Regulators indicated that an additional trial would be needed to assess the efficacy of reproxalap to treat patients with dry eye. Aldeyra has submitted to the FDA a Special Protocol Assessment for the new trial.
The FDA has issued a complete response letter to Aldeyra Therapeutics for the new drug application (NDA) of reproxalap to treat patients with dry eye disease. Regulatory officials indicated that the NDA did not demonstrate efficacy in treating ocular symptoms associated with dry eyes and requested the company complete an additional adequate and well-controlled study to demonstrate a positive effect on the treatment of ocular symptoms of dry eye.
Dry eye disease is a common inflammatory disease estimated to affect 39 million or more adults in the United States. The disease is characterized by insufficient moisture and lubrication in the anterior surface of the eye, leading to dryness, inflammation, pain, discomfort, irritation, diminished quality of life, and in severe cases, permanent vision impairment.
Reproxalap is a first-in-class small-molecule modulator of RASP (reactive aldehyde species), which are elevated in ocular and systemic inflammatory disease. In patients with dry eye disease, RASP may contribute to ocular inflammation and changes in tear lipid composition.

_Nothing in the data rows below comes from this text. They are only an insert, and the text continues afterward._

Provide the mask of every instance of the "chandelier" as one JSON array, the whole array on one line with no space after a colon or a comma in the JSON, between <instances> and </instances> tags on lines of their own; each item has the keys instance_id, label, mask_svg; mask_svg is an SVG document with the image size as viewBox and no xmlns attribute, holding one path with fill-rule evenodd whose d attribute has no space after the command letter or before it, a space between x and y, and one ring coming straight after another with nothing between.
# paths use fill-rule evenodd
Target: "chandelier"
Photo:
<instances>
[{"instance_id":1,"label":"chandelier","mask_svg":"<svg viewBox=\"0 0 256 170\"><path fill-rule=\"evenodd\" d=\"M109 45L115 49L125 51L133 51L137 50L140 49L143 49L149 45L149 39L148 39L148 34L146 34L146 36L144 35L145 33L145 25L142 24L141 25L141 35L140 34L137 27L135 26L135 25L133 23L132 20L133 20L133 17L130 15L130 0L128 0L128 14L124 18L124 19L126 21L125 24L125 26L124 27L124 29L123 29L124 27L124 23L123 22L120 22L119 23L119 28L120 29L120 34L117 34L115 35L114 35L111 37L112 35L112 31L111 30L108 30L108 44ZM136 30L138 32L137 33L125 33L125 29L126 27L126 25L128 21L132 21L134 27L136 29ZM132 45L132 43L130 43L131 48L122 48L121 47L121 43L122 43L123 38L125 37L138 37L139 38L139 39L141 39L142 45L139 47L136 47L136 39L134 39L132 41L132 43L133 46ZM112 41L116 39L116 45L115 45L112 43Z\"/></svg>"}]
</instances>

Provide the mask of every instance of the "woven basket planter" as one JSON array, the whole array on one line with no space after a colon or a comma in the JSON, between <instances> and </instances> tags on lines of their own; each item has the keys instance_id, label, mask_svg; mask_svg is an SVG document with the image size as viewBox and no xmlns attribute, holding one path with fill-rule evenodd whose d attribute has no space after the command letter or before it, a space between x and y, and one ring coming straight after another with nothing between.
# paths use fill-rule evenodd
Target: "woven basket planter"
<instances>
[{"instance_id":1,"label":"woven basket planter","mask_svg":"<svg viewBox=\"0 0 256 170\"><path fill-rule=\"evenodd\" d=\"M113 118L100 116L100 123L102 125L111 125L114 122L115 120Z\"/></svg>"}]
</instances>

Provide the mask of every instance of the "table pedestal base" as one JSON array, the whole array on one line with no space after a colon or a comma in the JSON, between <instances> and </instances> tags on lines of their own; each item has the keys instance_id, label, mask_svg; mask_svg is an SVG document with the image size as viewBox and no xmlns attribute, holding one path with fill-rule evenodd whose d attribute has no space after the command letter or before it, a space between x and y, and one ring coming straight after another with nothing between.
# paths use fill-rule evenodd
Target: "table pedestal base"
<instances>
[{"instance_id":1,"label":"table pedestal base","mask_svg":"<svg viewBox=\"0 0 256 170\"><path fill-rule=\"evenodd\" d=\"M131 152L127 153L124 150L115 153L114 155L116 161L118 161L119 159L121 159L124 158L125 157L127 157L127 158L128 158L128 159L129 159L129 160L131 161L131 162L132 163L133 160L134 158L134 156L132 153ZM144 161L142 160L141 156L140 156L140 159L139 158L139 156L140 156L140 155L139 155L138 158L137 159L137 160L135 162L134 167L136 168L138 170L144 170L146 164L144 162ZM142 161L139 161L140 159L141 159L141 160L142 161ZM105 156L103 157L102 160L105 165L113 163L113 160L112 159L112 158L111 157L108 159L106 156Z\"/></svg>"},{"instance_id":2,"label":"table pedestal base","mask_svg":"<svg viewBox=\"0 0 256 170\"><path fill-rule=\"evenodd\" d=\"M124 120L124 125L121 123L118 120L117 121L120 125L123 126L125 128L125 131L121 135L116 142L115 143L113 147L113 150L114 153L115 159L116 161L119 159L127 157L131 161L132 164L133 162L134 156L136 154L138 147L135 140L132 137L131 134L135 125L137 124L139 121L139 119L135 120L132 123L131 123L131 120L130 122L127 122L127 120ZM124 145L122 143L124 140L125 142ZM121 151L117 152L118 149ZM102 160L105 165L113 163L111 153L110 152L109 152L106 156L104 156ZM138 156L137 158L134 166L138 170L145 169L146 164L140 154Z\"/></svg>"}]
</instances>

For treatments for dry eye, the FDA requires two symptom trials and two disease sign trials. Aldeyra had conducted two trials for ocular redness (a dry eye disease sign), as well as a dry eye disease symptom trial.
The company has submitted a Special Protocol Assessment (SPA) for a dry eye disease chamber crossover clinical trial (its proposed new trial) similar to the crossover chamber trial from which Aldeyra announced results on July 12, 2022. Aldeyra expects FDA feedback from the SPA in December 2023, and top-line results are anticipated in the first half of 2024. If the SPA and proposed trial results are successful, Aldeyra expects to resubmit the NDA in the first half of 2024.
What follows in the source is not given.